Improving a Serverless App To Cross-Post Blogs

Allen Helton is an AWS Hero and absolute LEGEND. In December he wrote a post titled "I Built a Serverless App To Cross-Post My Blogs" and after some begging from some AWS Community Builders he published his code to our shiny new AWS Community Projects GitHub Org.

Allen is quite a prolific writer and publishes his articles in (at least) four places. He has a self-hosted static blog built with Amplify using Hugo, as well as using dev.to, hashnode, and medium. His self-hosted blog on his personal domain is his primary platform and dev.to, hashnode, and medium all get canonical URLs for SEO purposes. 🌟

While Allen's code is great, it does have some limitations. For instance, it's written using SAM/yaml, requires a Hugo/Amplify built blog, effectively has no optional features, and he still manually uploads image assets to S3 for all of his articles. 😱

In this article, we'll go over my fork of Allen's code, where I have:

Converted the project to use AWS CDK
Made Hugo/Amplify and most of the other platforms optional 🚀
Added a direct (private) GitHub webhook integration
Automatically parsed images committed to GitHub and uploaded them to a public S3 Bucket (and updated the content to use them)

I'm excited to share these improvements with you and hope you find them useful!

Code: https://github.com/martzcodes/blog-crossposting-automation

Converting the Project to CDK

Let's talk about converting projects from a format, like SAM, to CDK. It can be a bit tricky, but the easiest way is to focus on the architecture.
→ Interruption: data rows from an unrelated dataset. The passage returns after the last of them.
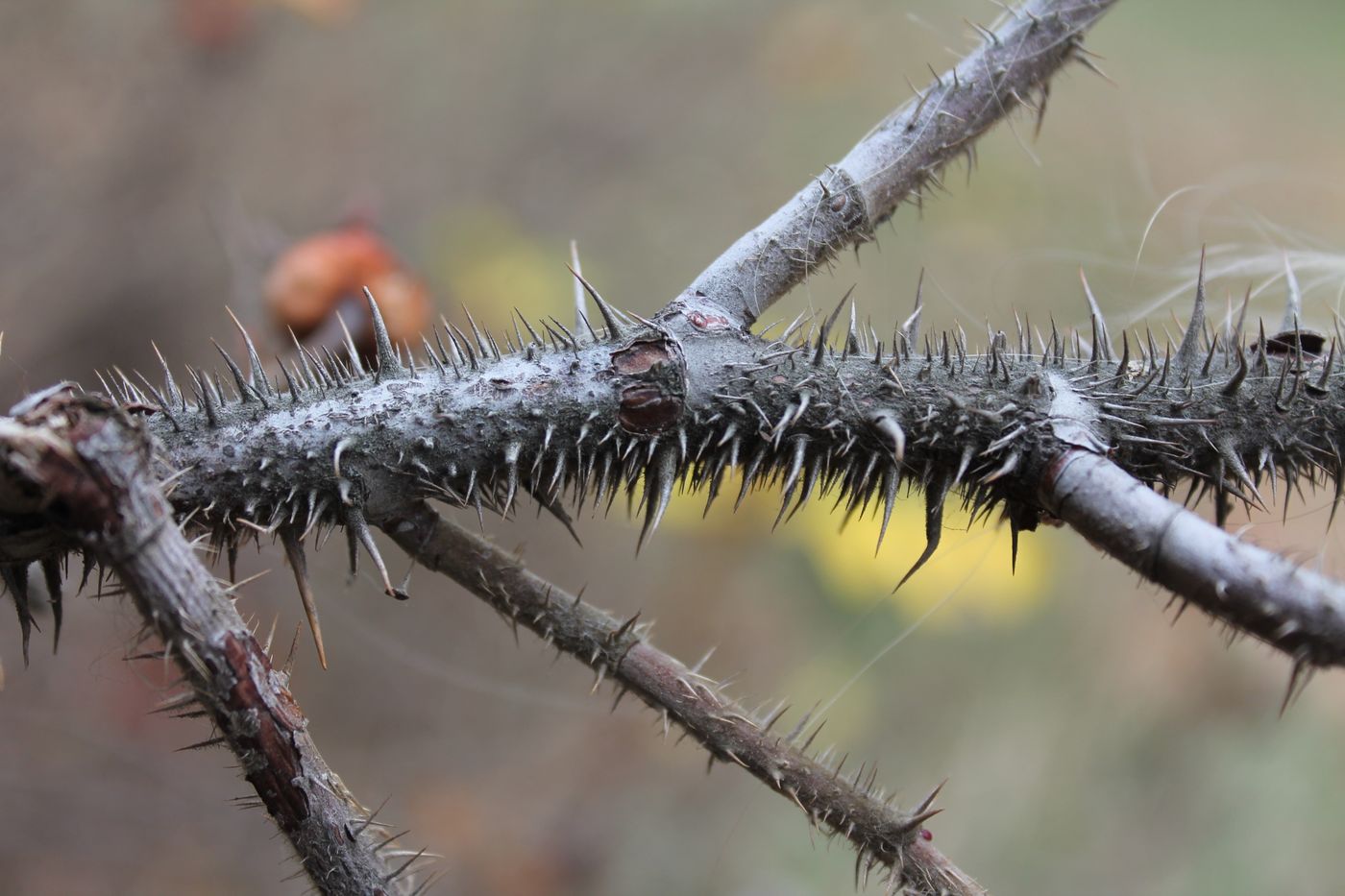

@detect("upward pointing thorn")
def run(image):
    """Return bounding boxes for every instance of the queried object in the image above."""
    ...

[343,504,410,600]
[571,263,622,339]
[1173,246,1205,379]
[813,286,854,367]
[1279,252,1304,332]
[336,311,364,376]
[149,342,183,405]
[364,286,406,379]
[1079,265,1115,362]
[225,305,275,396]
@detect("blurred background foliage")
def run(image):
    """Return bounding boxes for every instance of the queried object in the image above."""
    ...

[0,0,1345,896]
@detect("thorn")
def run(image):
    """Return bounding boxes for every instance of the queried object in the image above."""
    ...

[892,480,948,592]
[463,304,491,360]
[0,561,33,668]
[364,286,406,379]
[280,526,327,668]
[336,311,364,376]
[149,342,184,405]
[209,339,266,406]
[1079,266,1116,362]
[344,504,410,600]
[1173,246,1205,379]
[813,286,854,367]
[635,447,676,553]
[571,258,624,340]
[187,367,219,429]
[868,410,907,467]
[41,557,64,654]
[225,305,276,396]
[1279,659,1315,718]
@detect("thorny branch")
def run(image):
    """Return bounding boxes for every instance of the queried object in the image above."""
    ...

[0,394,424,896]
[12,0,1345,892]
[370,503,985,896]
[679,0,1115,327]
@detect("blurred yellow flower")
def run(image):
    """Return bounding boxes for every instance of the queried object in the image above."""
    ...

[665,476,1053,624]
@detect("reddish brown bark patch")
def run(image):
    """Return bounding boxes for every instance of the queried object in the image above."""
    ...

[612,339,673,376]
[618,383,682,436]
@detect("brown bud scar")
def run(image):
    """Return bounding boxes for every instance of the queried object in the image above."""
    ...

[686,311,733,329]
[616,383,682,436]
[612,339,672,376]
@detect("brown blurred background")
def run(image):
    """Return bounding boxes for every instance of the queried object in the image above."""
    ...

[0,0,1345,896]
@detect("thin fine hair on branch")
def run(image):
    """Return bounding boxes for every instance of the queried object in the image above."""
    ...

[0,390,431,896]
[10,0,1345,895]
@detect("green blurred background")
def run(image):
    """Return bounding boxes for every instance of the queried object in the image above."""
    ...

[0,0,1345,896]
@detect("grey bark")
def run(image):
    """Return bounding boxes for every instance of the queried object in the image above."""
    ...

[679,0,1115,327]
[371,503,986,896]
[0,394,418,896]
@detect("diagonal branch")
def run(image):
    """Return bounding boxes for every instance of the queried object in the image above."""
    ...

[370,495,985,896]
[1041,448,1345,678]
[0,396,424,896]
[670,0,1115,328]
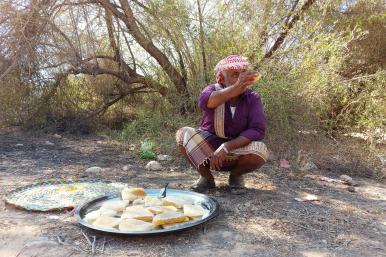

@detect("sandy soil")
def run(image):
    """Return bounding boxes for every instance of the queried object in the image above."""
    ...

[0,132,386,257]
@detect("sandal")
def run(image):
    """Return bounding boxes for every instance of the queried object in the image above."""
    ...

[190,176,216,193]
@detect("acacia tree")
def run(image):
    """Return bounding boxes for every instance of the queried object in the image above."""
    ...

[0,0,320,121]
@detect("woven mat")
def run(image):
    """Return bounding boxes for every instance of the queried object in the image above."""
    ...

[5,179,125,211]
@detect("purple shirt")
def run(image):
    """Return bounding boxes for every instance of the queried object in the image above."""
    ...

[198,85,265,141]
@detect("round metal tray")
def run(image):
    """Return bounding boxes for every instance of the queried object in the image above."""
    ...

[75,189,220,235]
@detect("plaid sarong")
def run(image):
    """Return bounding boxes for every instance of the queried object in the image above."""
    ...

[176,127,268,169]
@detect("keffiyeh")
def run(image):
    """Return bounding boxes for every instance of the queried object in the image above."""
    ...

[215,55,249,83]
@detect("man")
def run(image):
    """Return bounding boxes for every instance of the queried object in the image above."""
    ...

[176,55,268,194]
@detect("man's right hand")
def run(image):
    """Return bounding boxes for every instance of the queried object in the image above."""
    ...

[233,71,260,94]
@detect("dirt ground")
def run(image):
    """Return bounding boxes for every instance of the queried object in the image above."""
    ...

[0,132,386,257]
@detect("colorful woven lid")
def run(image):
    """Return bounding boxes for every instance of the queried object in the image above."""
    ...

[5,179,125,211]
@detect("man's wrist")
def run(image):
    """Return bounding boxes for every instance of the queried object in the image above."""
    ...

[221,143,229,153]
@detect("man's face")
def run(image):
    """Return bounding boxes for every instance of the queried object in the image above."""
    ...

[224,69,245,87]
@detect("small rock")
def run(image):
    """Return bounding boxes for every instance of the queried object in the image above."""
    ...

[146,161,162,170]
[379,155,386,167]
[157,154,172,161]
[347,186,356,193]
[295,194,319,202]
[339,175,358,186]
[86,167,102,173]
[100,135,110,140]
[280,159,291,169]
[48,215,60,220]
[24,238,58,248]
[339,175,352,182]
[122,165,131,171]
[300,160,318,171]
[268,152,279,162]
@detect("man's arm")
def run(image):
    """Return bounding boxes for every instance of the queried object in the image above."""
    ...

[207,72,257,108]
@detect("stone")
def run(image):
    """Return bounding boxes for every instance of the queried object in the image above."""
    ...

[295,194,319,202]
[122,165,131,171]
[268,152,279,162]
[379,155,386,168]
[347,186,356,193]
[86,166,102,173]
[280,159,291,169]
[339,175,352,183]
[146,161,162,170]
[300,160,318,171]
[157,154,172,161]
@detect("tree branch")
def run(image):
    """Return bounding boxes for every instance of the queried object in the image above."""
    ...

[262,0,315,61]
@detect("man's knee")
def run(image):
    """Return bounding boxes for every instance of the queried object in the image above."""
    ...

[239,154,265,168]
[176,127,194,145]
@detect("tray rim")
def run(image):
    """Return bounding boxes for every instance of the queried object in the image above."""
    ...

[74,188,220,235]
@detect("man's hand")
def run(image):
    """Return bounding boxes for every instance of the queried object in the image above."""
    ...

[233,71,261,94]
[210,144,227,170]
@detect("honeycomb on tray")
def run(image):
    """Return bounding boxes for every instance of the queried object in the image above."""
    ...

[84,188,208,231]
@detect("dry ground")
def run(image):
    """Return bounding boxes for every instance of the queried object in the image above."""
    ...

[0,132,386,257]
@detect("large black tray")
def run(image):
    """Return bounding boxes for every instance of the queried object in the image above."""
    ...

[75,189,219,235]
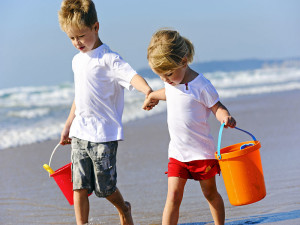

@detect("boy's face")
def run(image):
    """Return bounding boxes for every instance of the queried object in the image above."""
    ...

[66,22,101,53]
[158,67,185,86]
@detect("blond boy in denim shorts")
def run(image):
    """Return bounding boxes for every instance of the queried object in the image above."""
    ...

[59,0,152,224]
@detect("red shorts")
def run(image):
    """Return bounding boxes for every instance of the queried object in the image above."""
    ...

[168,158,221,180]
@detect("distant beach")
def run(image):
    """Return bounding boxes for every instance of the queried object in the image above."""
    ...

[0,90,300,225]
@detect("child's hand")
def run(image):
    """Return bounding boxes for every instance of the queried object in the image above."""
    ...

[222,116,236,128]
[59,128,72,145]
[142,95,159,111]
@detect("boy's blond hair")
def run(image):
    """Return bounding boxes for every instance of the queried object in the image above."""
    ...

[147,29,194,73]
[58,0,98,31]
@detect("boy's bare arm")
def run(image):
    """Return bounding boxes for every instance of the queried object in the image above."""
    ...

[210,101,236,128]
[130,74,152,97]
[59,101,76,145]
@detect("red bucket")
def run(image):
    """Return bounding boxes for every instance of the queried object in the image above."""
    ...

[50,163,74,205]
[44,144,92,205]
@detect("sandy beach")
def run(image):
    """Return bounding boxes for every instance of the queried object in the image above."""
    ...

[0,91,300,225]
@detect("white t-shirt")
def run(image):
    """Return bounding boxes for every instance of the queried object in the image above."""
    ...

[69,44,136,142]
[165,74,219,162]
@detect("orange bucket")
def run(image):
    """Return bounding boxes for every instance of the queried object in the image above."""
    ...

[215,124,266,206]
[44,144,91,205]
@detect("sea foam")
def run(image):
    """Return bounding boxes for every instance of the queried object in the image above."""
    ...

[0,66,300,149]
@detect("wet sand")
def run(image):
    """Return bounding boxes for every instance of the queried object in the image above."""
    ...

[0,91,300,225]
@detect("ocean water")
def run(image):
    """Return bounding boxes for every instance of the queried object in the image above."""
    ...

[0,63,300,149]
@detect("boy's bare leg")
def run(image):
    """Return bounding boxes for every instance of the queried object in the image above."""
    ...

[106,189,133,225]
[162,177,186,225]
[73,189,90,225]
[200,177,225,225]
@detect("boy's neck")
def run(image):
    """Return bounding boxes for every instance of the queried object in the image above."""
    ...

[181,66,199,84]
[93,38,103,49]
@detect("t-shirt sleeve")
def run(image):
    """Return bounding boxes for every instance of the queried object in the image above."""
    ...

[110,54,137,90]
[200,82,220,108]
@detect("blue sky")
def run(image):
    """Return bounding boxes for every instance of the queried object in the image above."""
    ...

[0,0,300,88]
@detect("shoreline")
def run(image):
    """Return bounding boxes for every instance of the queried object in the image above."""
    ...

[0,91,300,225]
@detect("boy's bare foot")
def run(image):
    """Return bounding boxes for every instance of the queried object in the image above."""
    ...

[119,201,133,225]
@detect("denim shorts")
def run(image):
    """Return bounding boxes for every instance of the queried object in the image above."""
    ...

[71,138,118,197]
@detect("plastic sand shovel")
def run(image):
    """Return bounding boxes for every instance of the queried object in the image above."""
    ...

[43,144,74,205]
[215,123,266,206]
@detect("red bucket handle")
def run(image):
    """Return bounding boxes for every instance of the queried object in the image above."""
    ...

[217,123,256,160]
[48,143,60,167]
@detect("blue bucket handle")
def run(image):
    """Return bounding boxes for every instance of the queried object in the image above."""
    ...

[217,123,256,160]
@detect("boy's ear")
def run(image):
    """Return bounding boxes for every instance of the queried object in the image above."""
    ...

[181,56,188,67]
[93,22,99,32]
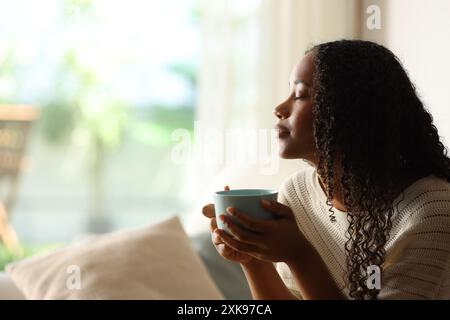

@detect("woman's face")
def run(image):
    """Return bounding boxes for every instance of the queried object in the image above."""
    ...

[274,52,316,163]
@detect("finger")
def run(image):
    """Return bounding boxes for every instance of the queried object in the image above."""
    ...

[227,207,270,233]
[211,231,223,246]
[261,199,294,218]
[216,229,261,253]
[202,203,216,218]
[209,218,217,232]
[219,215,263,247]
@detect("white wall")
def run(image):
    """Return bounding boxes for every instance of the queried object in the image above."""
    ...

[362,0,450,146]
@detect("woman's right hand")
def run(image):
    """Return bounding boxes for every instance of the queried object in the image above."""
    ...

[202,186,255,264]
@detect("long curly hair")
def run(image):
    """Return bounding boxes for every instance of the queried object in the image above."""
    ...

[308,40,450,299]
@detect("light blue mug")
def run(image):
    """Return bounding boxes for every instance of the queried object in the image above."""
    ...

[214,189,278,231]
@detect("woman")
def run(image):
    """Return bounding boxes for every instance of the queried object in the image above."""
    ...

[203,40,450,299]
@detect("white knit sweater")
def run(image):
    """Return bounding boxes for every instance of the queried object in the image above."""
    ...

[276,167,450,299]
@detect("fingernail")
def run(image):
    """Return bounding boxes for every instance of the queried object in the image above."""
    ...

[227,207,236,216]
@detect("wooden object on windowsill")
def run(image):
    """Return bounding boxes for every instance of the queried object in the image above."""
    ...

[0,105,39,253]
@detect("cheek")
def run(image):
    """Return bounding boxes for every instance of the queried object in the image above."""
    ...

[292,105,313,142]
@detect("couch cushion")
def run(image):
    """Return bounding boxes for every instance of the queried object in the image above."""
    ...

[6,217,223,300]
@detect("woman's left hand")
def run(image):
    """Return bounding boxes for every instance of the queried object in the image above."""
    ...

[217,200,311,264]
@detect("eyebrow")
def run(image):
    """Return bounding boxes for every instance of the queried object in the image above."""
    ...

[288,79,311,87]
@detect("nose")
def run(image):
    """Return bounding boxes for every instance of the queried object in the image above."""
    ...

[273,102,289,120]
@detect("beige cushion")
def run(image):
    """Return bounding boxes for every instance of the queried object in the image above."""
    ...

[6,217,223,300]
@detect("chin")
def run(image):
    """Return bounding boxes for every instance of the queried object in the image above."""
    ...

[278,150,299,159]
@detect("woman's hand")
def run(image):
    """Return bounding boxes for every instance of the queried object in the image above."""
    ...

[202,186,254,264]
[214,200,313,264]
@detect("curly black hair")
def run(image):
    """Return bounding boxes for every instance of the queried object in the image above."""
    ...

[309,40,450,299]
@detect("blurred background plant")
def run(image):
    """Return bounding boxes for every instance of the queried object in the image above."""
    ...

[0,0,200,264]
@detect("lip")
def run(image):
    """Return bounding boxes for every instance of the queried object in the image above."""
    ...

[275,124,291,138]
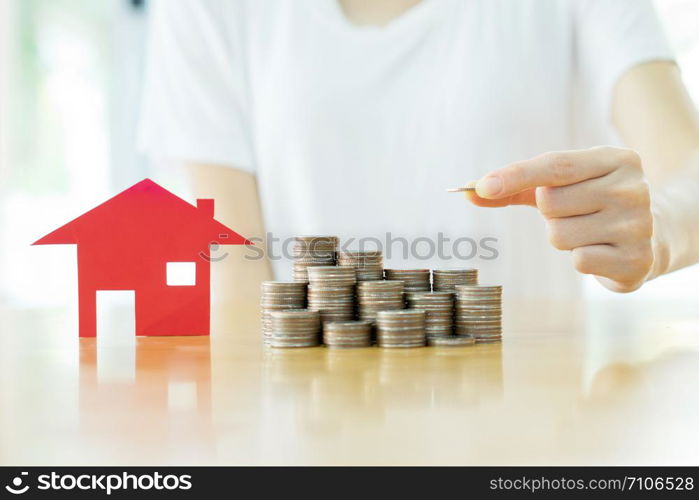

Get the architecture skeleton right first, and everything else will fall into place. 💪

So, looking at Allen's project structure, we can see that he has one DynamoDB table, five lambda functions, and a step function. One lambda is triggered by an Amplify EventBridge Event. That lambda then triggers a step function where the other four lambdas are used. 🤓

Allen's architecture invokes a lambda from an Amplify status event which triggers a step function that stores publish status in DynamoDB as it posts to the target services. Image assets are manually stored in S3

To improve this, we're going to make Amplify optional and add the ability to pull images used in GitHub and re-store them in S3, bringing the S3 bucket into our CloudFormation Stack. 🚀

Changes in Red. Make Amplify Optional, Bring the bucket into the stack and have the Ingest Lambda re-store images from GitHub to our bucket.

We can start by creating a Construct for the DynamoDB Table lib/dynamo.ts

export class DynamoDb extends Construct {
  table: Table;
  constructor(scope: Construct, id: string) {
    super(scope, id);
    this.table = new Table(this, `ActivityPubTable`, {
      partitionKey: { name: "pk", type: AttributeType.STRING },
      sortKey: { name: "sk", type: AttributeType.STRING },
      billingMode: BillingMode.PAY_PER_REQUEST,
      timeToLiveAttribute: "ttl",
      removalPolicy: RemovalPolicy.DESTROY,
    });

    this.table.addGlobalSecondaryIndex({
      indexName: "GSI1",
      partitionKey: { name: "GSI1PK", type: AttributeType.STRING },
      sortKey: { name: "GSI1SK", type: AttributeType.STRING },
      projectionType: ProjectionType.ALL,
    });
  }
}

We create the secret via CDK (and then manually put the secrets into it):

const secret = Secret.fromSecretNameV2(
  this,
  `CrosspostSecrets`,
  secretName
);

Allen had a single lambda do the data transformations for the three blog services... I opted to split that up for better traceability. My architecture will end up having somewhere between 3-7 lambdas depending on what options you turned on. The lambdas are only created if you pass in the properties. They're all created the same general way (side note... I also updated Allen's code from javascript to TypeScript #scopecreep):

const lambdaProps: NodejsFunctionProps = {
  architecture: Architecture.ARM_64,
  memorySize: 1024,
  timeout: Duration.minutes(5),
  runtime: Runtime.NODEJS_18_X,
  environment: {
    TABLE_NAME: table.tableName,
    SECRET_ID: secret.secretName,
  },
};

const sendApiRequestFn = new NodejsFunction(this, `SendApiRequestFn`, {
  ...lambdaProps,
  entry: join(__dirname, `../functions/send-api-request.ts`),
});
sendApiRequestFn.addEnvironment("DRY_RUN", dryRun ? "1" : "0");
secret.grantRead(sendApiRequestFn);

Finally, we need to create the Step Function. Step Functions are notoriously hard to code since they use Amazon States Language (ASL) to define all of the steps. I created a separate CrossPostStepFunction construct.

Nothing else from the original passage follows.